There are a number of other provisions in the legislation, text for which is not yet available as it was just introduced. Rep. Wenstrup sits on the House Ways & Means Committee, which is the panel with sole jurisdiction over tax policy in the lower chamber. We expect this bill to be in the mix next year when tax policy deliberations intensify in advance of the tax policy “cliff” that looms at the end of 2025.
Federal Forest Management
A few weeks ago, Senators Cynthia Lummis (R-WY), John Barrasso (R-WY), John Thune (R-SD) and Mike Rounds (R-SD) sent a letter to U.S. Forest Service Chief Randy Moore criticizing the Service for reductions in the federal timber sale program. That letter may be found here.
The Senators point out that, without a dependable supply of logs, sawmills in proximity to national forests are closing across the country. The letter correctly notes that there is more standing timber on the Black Hills National Forest than there was in the 1970s and 80s and that reduction in forest management only results in wildfire outbreaks and disease and insect infestation in overstocked stands. The letter closes with the following questions to Chief Moore with a June 28 deadline for the Service to respond-- - What is the Forest Service doing to increase timber harvest levels on the Black Hills National Forest?
- What are the main drivers of the timber target shortfalls since 2018?

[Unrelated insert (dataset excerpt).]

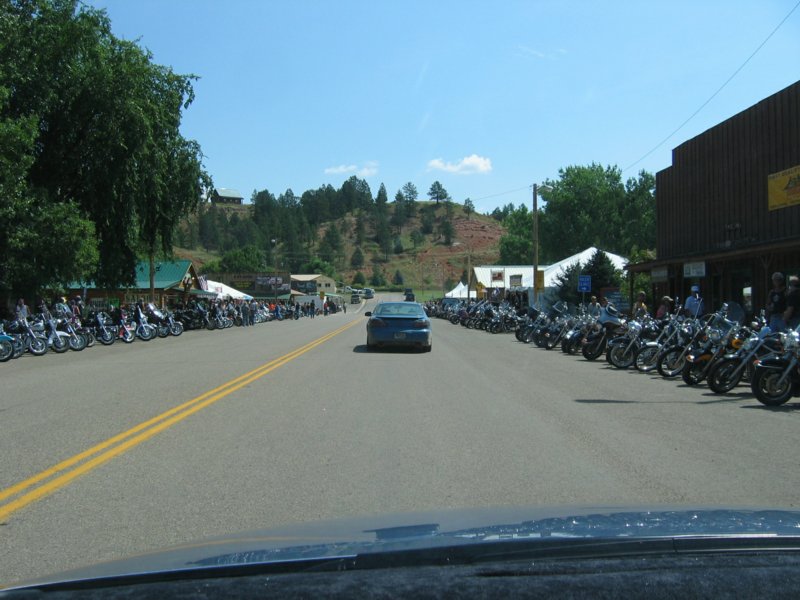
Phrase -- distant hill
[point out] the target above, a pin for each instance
(430, 265)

- What resources does the agency need to increase timber harvest levels on the Black Hills National Forest? If the agency needs additional funding, please provide a specific amount and breakdown of how it will be used to increase timber harvest levels above 63,000 CCF.
- How many years will it take for the agency to ramp up to harvest levels to meet the collaboratively identified 120,000 CCF target?
- Will the agency commit to preventing further economic harm to the forest products industry by providing a consistent supply of timber?